Why the Crypto Market Remains Moderately Bearish in 2019
With the exception of Ethereum, which seems to have started the year with all guns blazing ahead of the Constantinople fork, it wont surprise anyone that the market analysts SFOX rate crypto as moderately bearish entering 2019. In fact, with further sharp drops in all major coins today, perhaps even the word moderately is wishful thinking.
However, unlike many price predictions based on the instincts of even the most credible CEO or economist, the SFOX Volatility Report is based on more than just sentiment.
The cryptocurrency dealer and market analyst takes into account trading volume, price, and volatility data from eight major exchanges. They then come up with an index by analyzing three major factors: market sentiment, volatility, and how the sector, in general, is advancing.
Throughout 2018, this index ranged from highly bullish to positively bearish with November and December the most volatile months on record.
What Drove Volatility in 2018?
A hellish November aside, SFOX pinpointed two other major periods in the year when cryptocurrency volatility saw increased spikes. These were between January and late February and mid-August through September. What happened to send the markets swinging? A whole bunch of external events placing pressure on prices.
To start with, towards the end of January there was a major hack on Japanese exchange Coincheck. Thieves made off with north of $500 million in NEM. China began to talk about banning cryptocurrency, and Facebook prevented ICOs from advertising on its social media platform.
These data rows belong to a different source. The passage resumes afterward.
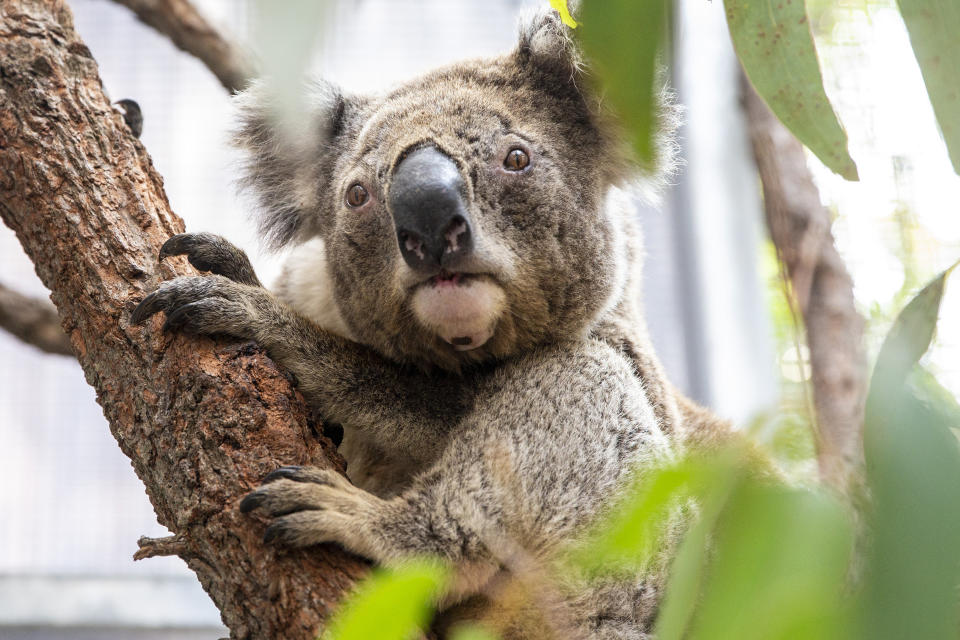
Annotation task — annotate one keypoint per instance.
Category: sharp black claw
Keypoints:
(175, 246)
(147, 307)
(251, 502)
(273, 532)
(283, 472)
(177, 319)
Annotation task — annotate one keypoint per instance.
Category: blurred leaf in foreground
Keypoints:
(933, 26)
(913, 470)
(773, 41)
(472, 632)
(392, 604)
(909, 338)
(622, 39)
(778, 567)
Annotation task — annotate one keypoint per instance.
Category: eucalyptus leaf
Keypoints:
(622, 39)
(392, 604)
(933, 26)
(564, 11)
(778, 567)
(913, 471)
(773, 41)
(472, 632)
(909, 338)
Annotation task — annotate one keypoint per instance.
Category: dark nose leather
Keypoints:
(426, 199)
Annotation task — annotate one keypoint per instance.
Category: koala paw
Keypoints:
(311, 506)
(213, 253)
(203, 305)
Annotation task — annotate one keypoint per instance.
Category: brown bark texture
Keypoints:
(33, 321)
(202, 421)
(180, 21)
(799, 226)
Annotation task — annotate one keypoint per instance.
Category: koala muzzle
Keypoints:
(426, 199)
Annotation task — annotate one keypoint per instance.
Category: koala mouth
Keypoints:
(447, 279)
(461, 308)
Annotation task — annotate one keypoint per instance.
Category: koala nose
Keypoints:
(429, 212)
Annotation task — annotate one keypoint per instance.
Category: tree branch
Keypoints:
(182, 23)
(202, 421)
(799, 226)
(33, 321)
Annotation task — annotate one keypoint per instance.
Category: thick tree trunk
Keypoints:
(201, 421)
(799, 226)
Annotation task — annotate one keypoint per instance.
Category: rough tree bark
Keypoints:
(202, 421)
(799, 226)
(189, 30)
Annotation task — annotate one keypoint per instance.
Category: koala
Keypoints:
(463, 299)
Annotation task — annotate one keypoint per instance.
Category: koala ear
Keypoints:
(547, 44)
(289, 163)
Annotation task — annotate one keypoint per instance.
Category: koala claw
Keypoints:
(209, 252)
(311, 506)
(201, 305)
(290, 472)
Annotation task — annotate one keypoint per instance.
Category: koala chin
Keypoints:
(461, 309)
(463, 297)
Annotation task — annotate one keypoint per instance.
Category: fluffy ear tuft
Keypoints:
(289, 161)
(548, 43)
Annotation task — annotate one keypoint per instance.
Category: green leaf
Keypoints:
(472, 632)
(908, 340)
(622, 38)
(913, 572)
(391, 604)
(685, 582)
(913, 471)
(933, 26)
(564, 11)
(773, 41)
(779, 567)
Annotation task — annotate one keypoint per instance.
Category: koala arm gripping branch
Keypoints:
(344, 380)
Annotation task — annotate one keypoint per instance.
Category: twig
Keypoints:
(174, 545)
(189, 31)
(799, 226)
(33, 321)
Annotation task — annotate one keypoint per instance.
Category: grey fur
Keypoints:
(468, 455)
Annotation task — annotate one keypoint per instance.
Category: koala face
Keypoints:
(463, 213)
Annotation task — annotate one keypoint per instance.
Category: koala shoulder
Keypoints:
(305, 284)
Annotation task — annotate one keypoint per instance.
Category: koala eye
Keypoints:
(516, 160)
(357, 195)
To add insult to injury, concerns rippled through the industry about Bitfinex and Tether. Their alleged role in manipulating the market during 2017s late rally was thrust into question as both companies were handed a subpoena by the CFTC. SFOX notes:
From Jan 28 to Feb 6, the price of BTC dropped from $11,670 USD to $6,828 USD.
After a sensational year for crypto in 2017, the 30-day historical volatility of Bitcoin in early 2018 went from 117 percent on Jan 28 to a whopping 139 percent on February 17. Naturally, all major crypto assets followed suit.